In both cases, the normalized variable is a ratio, with the original variable of interest as the numerator. In the first case, the denominator is a measure of the spread of the distribution of each variable, such as the total range of values or the standard deviation. In the second case, the denominator is another total-count variable for which the analyst wants to control. For example normalizing a total by area creates a density variable.

Scale Standardization

In some analyses, one may wish to directly compare phenomena that come from different statistical distributions. For example, King County Washington (Seattle) had a population of 500,000 in 1940, and a population of 2,000,000 in 2010. Obviously, it has grown significantly, but so has the rest of the United States. If 2,000,000 would qualify Seattle as a moderately large city today, what did 500,000 mean by 1940 standards? To make a direct comparison, one would need to compare the 2010 population relative to the 2010 statistical distribution of county populations to the 1940 population relative to the 1940 distribution.

The most common form of standardization is the z-score, which measures the number of standard deviations the value deviates from the mean. The z-score thus measures whether a value is extraordinarily high or low, or if it is "typical."

Another method is to divide each value by the maximum in its distribution. An example in GIS is if after analysis there was an area range (in acres) of 2-1250. In this case, the parcel with area = 2 acres will have a normalized value = 2/1250 = 0.0016; the parcel with maximum area of 1250 will have a normalized value =1250/1250 = 1. By do this for each of the areas, parcels now are brought to one scale with the maximum value of 1, and the largest area will receive the maximum score.

Field Normalization

Normalization: in the top map of total population, Russia appears to have more people than the rest of Europe combined because it is a larger area of darker color. The bottom map of population density shows the true population distribution much more accurately.

If a choropleth map was made to show data acquired during a census and showed the number of people per census tract, the result might be that larger census tracts in rural areas show greater population than the smaller tracts in urban areas. However, by normalizing the tract size to show people per square mile or people per hectare, the constancy in tract size would show that there are greater populations in the urban areas of the map. Normalizing the map, in this case, preserves the accuracy of the data and shows that more people live in urban areas than rural.

A common mistake made by people new to mapping is comparing areas based on a count statistic such as the number of people who fall into a particular category (e.g., marital status, age, ethnicity). This is not a very meaningful analysis because areas are usually arbitrary in size, and larger areas typically will have more people. Normalizing data factors out the size of areas by transforming counts (measures of magnitude) into ratios (measures of intensity). [1]

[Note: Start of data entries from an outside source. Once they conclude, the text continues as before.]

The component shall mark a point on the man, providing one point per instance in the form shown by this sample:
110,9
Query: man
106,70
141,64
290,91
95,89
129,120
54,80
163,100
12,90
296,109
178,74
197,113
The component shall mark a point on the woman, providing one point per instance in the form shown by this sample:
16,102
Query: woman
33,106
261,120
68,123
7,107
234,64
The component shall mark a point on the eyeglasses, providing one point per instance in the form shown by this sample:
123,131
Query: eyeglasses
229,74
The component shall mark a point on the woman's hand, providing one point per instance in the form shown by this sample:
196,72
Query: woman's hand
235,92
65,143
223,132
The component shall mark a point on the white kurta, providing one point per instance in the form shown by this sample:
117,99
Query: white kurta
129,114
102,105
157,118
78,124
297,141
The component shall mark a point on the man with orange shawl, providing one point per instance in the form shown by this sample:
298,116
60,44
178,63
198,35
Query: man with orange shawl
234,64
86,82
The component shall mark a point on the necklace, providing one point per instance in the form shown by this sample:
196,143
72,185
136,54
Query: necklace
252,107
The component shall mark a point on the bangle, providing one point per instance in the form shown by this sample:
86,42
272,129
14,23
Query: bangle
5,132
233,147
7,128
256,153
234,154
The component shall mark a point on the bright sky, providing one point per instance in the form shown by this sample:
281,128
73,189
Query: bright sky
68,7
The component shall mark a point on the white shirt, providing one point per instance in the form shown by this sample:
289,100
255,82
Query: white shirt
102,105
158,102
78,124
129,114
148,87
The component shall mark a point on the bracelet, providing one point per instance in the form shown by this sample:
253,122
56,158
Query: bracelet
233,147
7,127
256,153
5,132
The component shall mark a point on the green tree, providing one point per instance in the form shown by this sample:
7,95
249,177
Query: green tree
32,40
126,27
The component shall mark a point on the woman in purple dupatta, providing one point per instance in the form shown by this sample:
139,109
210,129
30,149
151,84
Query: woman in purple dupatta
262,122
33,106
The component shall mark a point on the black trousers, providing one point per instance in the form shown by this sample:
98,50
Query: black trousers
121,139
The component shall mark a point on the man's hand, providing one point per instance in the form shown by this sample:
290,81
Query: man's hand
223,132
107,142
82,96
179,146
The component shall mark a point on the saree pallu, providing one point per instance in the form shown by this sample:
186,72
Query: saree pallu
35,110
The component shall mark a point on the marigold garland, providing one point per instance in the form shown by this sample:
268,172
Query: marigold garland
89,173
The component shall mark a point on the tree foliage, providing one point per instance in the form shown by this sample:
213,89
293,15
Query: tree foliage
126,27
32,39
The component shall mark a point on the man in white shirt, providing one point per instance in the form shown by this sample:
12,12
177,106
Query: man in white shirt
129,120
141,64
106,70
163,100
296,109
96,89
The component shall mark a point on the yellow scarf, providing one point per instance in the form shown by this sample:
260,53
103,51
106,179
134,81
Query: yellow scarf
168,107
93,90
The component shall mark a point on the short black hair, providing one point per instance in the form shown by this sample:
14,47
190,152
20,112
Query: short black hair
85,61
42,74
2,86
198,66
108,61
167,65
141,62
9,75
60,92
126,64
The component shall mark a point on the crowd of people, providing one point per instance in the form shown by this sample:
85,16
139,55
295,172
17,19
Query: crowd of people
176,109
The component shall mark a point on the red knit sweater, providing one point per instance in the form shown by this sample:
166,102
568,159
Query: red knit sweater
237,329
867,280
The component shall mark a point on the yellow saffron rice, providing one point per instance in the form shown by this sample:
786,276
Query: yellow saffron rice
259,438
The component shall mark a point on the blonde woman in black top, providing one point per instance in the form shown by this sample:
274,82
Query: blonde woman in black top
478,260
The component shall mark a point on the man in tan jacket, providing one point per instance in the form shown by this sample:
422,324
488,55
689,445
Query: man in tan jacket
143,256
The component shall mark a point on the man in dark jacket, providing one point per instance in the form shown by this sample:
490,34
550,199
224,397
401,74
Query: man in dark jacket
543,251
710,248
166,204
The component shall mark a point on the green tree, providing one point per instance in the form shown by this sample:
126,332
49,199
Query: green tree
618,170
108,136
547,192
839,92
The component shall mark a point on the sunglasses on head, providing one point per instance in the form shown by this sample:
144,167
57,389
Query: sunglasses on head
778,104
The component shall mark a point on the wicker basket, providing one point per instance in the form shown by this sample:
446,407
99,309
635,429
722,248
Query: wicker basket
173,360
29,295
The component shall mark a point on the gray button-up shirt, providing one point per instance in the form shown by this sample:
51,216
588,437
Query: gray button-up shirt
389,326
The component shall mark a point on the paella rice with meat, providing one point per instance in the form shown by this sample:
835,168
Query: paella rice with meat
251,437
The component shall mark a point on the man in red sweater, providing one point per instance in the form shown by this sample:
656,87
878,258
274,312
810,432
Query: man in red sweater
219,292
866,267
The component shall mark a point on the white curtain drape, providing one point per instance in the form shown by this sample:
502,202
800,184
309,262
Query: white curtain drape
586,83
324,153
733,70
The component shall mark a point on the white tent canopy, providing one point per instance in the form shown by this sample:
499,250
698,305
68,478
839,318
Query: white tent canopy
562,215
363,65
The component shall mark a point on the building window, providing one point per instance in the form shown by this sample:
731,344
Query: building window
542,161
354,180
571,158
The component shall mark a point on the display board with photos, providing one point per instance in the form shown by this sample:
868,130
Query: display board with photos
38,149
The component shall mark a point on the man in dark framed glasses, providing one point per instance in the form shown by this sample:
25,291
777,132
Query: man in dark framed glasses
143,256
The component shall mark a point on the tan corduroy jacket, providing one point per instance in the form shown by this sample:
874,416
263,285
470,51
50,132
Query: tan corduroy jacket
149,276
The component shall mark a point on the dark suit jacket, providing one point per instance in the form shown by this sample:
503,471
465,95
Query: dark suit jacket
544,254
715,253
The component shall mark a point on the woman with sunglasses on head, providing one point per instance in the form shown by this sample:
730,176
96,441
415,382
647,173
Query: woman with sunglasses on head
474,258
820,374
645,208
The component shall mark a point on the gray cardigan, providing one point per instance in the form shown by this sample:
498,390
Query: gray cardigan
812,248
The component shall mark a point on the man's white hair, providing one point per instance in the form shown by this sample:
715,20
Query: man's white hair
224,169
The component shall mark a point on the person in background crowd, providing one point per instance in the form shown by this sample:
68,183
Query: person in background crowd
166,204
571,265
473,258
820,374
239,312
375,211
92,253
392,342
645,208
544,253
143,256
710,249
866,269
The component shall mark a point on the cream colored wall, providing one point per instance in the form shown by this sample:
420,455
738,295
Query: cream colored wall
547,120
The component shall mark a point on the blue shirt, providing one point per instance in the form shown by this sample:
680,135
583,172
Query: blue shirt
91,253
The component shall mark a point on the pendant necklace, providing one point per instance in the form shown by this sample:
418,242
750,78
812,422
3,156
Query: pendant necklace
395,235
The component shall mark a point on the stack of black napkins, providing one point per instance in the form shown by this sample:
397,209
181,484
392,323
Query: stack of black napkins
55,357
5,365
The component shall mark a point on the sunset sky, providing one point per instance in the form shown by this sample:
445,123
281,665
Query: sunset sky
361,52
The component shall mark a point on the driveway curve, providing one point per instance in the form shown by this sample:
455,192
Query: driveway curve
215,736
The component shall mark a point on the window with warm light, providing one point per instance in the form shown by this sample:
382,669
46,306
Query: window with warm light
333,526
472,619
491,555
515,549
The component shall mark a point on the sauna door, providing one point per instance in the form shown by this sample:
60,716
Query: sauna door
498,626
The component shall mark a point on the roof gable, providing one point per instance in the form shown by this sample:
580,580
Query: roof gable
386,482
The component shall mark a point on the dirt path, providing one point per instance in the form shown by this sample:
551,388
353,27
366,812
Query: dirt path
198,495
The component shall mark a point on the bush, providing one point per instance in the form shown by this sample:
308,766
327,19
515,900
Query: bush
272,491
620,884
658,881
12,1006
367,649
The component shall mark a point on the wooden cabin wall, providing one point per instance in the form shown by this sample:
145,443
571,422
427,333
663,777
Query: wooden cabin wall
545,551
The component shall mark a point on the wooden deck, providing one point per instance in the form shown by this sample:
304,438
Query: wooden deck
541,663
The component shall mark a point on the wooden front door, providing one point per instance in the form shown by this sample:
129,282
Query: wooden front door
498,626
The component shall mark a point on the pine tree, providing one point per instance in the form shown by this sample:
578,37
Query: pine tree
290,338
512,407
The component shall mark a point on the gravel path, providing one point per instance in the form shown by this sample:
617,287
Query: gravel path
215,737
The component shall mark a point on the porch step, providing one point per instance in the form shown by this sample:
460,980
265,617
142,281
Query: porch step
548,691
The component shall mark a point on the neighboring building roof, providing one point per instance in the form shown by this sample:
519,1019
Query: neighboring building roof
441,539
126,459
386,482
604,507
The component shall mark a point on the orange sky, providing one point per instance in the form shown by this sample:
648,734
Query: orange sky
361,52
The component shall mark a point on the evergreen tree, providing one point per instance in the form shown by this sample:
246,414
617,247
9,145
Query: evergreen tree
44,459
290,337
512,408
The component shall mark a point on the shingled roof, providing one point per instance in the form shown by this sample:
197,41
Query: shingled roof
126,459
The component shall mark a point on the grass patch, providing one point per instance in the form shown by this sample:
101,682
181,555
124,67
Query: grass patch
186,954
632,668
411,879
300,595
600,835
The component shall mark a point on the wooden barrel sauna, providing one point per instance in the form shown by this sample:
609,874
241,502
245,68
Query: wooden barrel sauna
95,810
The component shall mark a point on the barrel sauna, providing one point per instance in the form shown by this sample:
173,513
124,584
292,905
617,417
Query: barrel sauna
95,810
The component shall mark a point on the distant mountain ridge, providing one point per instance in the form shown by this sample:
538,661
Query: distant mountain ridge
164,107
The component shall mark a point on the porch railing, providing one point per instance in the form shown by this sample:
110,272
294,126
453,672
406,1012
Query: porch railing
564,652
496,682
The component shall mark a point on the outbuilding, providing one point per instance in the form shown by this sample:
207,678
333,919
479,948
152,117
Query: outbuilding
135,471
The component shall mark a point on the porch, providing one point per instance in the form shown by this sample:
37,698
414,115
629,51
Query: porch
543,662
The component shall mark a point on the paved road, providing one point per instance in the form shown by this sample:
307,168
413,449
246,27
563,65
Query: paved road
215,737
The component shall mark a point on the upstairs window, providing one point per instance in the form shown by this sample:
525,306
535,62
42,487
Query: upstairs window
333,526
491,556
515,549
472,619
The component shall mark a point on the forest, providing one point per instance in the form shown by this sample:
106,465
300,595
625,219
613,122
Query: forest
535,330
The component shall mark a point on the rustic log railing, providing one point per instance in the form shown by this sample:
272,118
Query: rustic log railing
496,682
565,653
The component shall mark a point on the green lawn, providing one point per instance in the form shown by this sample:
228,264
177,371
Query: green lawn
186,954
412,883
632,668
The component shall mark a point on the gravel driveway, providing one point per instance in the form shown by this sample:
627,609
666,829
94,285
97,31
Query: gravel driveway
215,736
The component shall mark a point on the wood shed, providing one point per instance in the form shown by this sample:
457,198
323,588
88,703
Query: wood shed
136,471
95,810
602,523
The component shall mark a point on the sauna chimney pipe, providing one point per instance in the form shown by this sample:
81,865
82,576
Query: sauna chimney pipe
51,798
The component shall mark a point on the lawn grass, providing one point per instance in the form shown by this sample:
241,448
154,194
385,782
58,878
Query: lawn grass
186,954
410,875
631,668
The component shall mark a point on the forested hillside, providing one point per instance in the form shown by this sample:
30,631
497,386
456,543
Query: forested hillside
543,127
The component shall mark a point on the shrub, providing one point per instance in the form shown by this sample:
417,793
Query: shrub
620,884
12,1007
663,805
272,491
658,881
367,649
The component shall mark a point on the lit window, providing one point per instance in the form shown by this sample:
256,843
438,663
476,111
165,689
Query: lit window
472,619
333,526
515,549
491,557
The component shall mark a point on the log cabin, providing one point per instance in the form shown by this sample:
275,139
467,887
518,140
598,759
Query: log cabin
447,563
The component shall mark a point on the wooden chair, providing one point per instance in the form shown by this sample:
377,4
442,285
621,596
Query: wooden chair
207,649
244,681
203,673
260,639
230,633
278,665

While variables are often normalized against area, this is not the only possible way. A marital status variable could be normalized against the population over age 15, household composition(e.g., one-person households) could be normalized against total households, and household income could be normalized against total households. It is important to remember that just because a ratio can be created out of data, does not mean that is the best way. You could very easily misrepresent your data if you choose to normalize data against the wrong variable.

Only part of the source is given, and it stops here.